Several of the people I spoke with described ways they handled this disappointment or feelings of being left out. Perhaps the most common is through providing financial incentives to stay. This form of retention bonus is typically offered to employees at the end of their first year post-acquisition, but might extend even further than that. And often, these bonuses can be extremely large, even approaching their entire yearly salary. We’ll talk more about the mechanics of retention agreements later, but suffice to say that the money can be a good incentive, but many creative people value other things even more than financial incentive. What about their role and impact? What about their autonomy? And what about the culture of the company? It’s hard to ensure that these won’t change, or will change for the better, particularly when you don’t actually know that’s true. No one I spoke with had a good solution for this problem, other than being honest and direct about intention.
Another way that founders managed the potential lack of trust as a result of secrecy was to open a decision-making inner circle slowly, but still prior to the acquisition.
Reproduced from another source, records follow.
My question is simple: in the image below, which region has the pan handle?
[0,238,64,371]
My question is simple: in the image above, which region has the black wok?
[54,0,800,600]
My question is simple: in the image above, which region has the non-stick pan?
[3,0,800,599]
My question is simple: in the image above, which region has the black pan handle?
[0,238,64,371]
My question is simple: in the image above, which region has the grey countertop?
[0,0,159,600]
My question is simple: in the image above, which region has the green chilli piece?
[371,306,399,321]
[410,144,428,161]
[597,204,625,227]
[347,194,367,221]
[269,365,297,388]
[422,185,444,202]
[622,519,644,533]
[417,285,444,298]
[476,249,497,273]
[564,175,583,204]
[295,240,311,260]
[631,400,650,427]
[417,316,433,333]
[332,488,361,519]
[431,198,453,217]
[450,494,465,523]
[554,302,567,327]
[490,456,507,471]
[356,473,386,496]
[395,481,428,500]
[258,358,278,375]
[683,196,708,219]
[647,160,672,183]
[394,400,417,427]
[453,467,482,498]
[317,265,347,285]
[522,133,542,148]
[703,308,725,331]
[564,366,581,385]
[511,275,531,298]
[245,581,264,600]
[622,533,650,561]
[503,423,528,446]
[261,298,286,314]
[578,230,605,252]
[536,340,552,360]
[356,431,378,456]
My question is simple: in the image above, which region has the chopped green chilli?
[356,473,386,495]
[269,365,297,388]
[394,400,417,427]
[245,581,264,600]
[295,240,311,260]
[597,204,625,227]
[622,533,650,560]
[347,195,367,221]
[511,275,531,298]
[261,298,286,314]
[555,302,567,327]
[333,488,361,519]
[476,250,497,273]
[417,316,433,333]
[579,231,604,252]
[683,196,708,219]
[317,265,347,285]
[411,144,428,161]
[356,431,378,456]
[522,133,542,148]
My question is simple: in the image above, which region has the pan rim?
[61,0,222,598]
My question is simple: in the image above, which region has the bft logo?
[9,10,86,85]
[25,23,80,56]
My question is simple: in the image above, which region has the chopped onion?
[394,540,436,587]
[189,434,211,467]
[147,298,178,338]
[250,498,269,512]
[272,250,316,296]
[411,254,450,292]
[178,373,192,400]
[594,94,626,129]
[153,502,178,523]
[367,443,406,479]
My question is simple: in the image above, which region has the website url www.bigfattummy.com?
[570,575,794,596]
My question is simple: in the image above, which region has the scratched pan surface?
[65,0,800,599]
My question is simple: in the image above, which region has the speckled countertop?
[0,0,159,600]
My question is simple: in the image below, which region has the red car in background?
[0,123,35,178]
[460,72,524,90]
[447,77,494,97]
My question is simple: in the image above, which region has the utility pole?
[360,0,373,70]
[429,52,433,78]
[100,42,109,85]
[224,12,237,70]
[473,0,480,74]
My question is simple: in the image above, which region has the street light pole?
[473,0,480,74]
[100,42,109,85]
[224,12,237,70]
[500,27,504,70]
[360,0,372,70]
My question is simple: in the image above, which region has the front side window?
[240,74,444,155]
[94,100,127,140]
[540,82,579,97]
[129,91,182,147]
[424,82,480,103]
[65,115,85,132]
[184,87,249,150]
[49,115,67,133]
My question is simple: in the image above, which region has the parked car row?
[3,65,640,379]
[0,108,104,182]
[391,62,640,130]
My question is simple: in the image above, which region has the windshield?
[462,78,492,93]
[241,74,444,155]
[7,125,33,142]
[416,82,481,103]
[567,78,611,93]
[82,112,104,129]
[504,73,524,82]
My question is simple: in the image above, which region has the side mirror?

Sue and Alan Cooper broadened the set of people who knew about a potential acquisition before the deal was done. Sometimes, a buyer may actually ask for this, because they want to interview the extended leadership team. Often, this is because they are looking for a group who can manage the team if you, as an executive, were to leave.
Still another way to manage this was to abdicate a large portion of the deal to the next level of leadership, as Chris Conley explained. This certainly signals trust and a belief in the team’s ability to execute. Of course, it also means that the team may do things you don’t agree with. That’s a leap that many founders aren’t willing to take. This also signals to the buyer that you may not be fully investing in sticking around when the deal is over, which might not be your intention.